Let a Hamiltonian path in $G$ starting at the identity permutation $e=12\cdots n$ be given:
$$v_0=e,\ v_1,\dots,v_{N-1}, \quad N=n!.$$
For each step, there exists an index $j_i$ such that
$$v_{i+1}=v_i \alpha_{j_i}.$$
Define
$$a_i = v_i(x), \quad b_i = v_i(y).$$
From the transition rule and the assumption $\alpha_{j}(x)=y$, we obtain
$$v_{i+1}(x)=v_i(\alpha_{j_i}(x))=v_i(y),$$
hence
$$a_{i+1}=b_i \quad \text{for } 0 \le i \le N-2.$$
This identity links consecutive values of the sequences $(a_i)$ and $(b_i)$ by a shift:
$$b_i=a_{i+1}.$$
The sequence $(a_i)$ is the list of values taken by the function $g \mapsto g(x)$ along the Hamiltonian path.

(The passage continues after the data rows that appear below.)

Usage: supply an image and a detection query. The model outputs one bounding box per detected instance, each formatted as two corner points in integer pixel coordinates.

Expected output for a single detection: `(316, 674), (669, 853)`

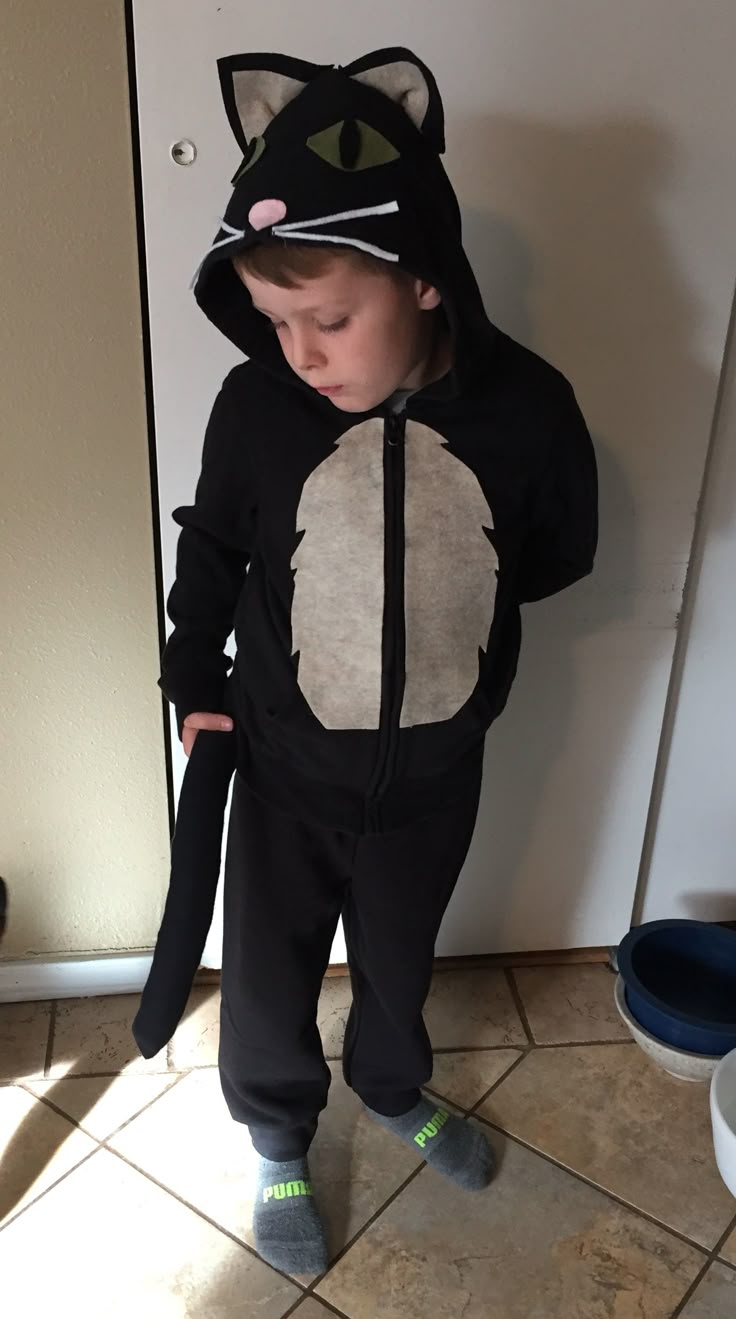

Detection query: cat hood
(193, 46), (499, 397)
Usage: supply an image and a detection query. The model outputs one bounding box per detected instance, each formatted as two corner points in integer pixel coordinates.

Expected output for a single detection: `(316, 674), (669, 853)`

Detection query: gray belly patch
(291, 417), (499, 728)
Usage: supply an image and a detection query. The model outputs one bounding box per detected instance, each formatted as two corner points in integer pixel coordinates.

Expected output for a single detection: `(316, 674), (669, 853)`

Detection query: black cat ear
(218, 51), (332, 154)
(343, 46), (445, 154)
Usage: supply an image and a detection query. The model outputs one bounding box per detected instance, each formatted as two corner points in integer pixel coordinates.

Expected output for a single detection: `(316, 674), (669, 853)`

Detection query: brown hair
(232, 239), (414, 289)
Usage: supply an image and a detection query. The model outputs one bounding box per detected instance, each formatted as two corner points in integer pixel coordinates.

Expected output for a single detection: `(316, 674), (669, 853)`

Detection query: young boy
(150, 47), (598, 1273)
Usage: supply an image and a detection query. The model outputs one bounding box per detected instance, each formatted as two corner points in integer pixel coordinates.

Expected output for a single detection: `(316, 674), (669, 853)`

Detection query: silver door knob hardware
(171, 137), (197, 165)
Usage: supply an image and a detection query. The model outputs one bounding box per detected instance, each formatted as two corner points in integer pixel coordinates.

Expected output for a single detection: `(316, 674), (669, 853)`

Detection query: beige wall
(0, 0), (169, 959)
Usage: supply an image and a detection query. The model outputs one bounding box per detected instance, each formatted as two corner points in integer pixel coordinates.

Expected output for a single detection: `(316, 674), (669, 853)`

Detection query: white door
(133, 0), (736, 966)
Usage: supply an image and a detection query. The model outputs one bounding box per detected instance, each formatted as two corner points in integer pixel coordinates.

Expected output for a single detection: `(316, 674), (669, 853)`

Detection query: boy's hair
(232, 239), (414, 289)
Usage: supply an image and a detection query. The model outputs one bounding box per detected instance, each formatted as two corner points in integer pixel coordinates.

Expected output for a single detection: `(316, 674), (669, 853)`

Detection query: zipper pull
(386, 413), (405, 448)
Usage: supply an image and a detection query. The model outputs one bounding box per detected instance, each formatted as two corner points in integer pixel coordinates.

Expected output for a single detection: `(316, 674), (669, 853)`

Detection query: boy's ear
(218, 51), (332, 154)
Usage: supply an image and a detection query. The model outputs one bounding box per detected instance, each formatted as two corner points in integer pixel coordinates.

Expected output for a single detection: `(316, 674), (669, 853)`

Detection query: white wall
(640, 295), (736, 921)
(0, 0), (169, 962)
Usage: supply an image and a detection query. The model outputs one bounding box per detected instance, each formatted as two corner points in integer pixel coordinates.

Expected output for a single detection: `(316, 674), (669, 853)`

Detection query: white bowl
(613, 975), (722, 1086)
(711, 1049), (736, 1195)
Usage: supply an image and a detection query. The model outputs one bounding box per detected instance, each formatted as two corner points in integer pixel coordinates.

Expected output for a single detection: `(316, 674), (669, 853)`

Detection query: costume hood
(193, 46), (497, 398)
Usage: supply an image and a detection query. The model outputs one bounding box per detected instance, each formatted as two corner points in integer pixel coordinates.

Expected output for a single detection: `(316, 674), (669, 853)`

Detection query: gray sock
(253, 1155), (328, 1273)
(365, 1095), (493, 1191)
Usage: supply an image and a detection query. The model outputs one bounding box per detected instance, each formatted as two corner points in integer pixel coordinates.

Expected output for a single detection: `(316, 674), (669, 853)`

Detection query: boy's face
(239, 257), (451, 412)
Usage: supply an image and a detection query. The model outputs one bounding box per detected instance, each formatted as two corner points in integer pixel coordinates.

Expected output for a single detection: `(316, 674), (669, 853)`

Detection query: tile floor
(0, 964), (736, 1319)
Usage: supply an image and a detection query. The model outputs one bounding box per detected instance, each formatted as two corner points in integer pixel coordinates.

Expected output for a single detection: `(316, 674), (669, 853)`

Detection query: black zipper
(365, 412), (406, 819)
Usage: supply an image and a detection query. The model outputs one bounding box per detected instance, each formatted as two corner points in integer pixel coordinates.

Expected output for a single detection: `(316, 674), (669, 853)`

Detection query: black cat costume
(135, 47), (598, 1057)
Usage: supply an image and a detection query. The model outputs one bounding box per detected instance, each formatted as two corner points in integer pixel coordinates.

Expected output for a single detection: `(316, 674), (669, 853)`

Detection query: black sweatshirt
(160, 47), (598, 832)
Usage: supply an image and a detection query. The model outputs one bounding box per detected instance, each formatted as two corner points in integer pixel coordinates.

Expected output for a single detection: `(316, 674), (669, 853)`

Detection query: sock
(253, 1155), (328, 1273)
(365, 1095), (495, 1191)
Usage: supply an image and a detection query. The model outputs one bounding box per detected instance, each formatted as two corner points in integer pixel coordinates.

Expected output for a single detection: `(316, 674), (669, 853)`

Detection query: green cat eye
(306, 119), (400, 171)
(231, 137), (265, 187)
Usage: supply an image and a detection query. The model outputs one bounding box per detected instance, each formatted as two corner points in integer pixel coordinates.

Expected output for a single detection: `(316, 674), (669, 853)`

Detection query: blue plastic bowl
(617, 921), (736, 1055)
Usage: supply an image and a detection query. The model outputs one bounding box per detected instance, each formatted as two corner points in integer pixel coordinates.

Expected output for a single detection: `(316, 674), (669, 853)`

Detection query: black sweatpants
(219, 774), (480, 1159)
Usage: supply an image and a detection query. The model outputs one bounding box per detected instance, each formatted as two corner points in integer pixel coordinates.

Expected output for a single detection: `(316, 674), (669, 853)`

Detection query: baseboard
(0, 952), (153, 1002)
(0, 948), (609, 1002)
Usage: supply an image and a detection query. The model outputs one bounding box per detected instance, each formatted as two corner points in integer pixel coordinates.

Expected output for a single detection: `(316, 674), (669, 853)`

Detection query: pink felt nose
(248, 197), (286, 230)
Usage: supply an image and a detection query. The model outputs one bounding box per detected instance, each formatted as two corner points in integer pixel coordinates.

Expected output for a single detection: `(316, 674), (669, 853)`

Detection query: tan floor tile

Since each vertex of $S_n$ appears exactly once, $(a_0,a_1,\dots,a_{N-1})$ is a permutation of ${1,\dots,n}$.
From $b_i=a_{i+1}$ for $0 \le i \le N-2$, the sequence $(b_0,\dots,b_{N-2})$ is exactly the subsequence
$$(a_1,a_2,\dots,a_{N-1}).$$
Therefore $(b_0,\dots,b_{N-2})$ contains every element of ${1,\dots,n}$ except $a_0$.
At the initial vertex $v_0=e$, we have $a_0=e(x)=x$. Hence the value $x$ does not appear in $(b_0,\dots,b_{N-2})$. Since $(b_0,\dots,b_{N-1})$ is also a permutation of ${1,\dots,n}$, the missing value must occur at the final position:
$$b_{N-1}=x.$$
Thus
$$v_{N-1}(y)=x.$$
This completes the proof. ∎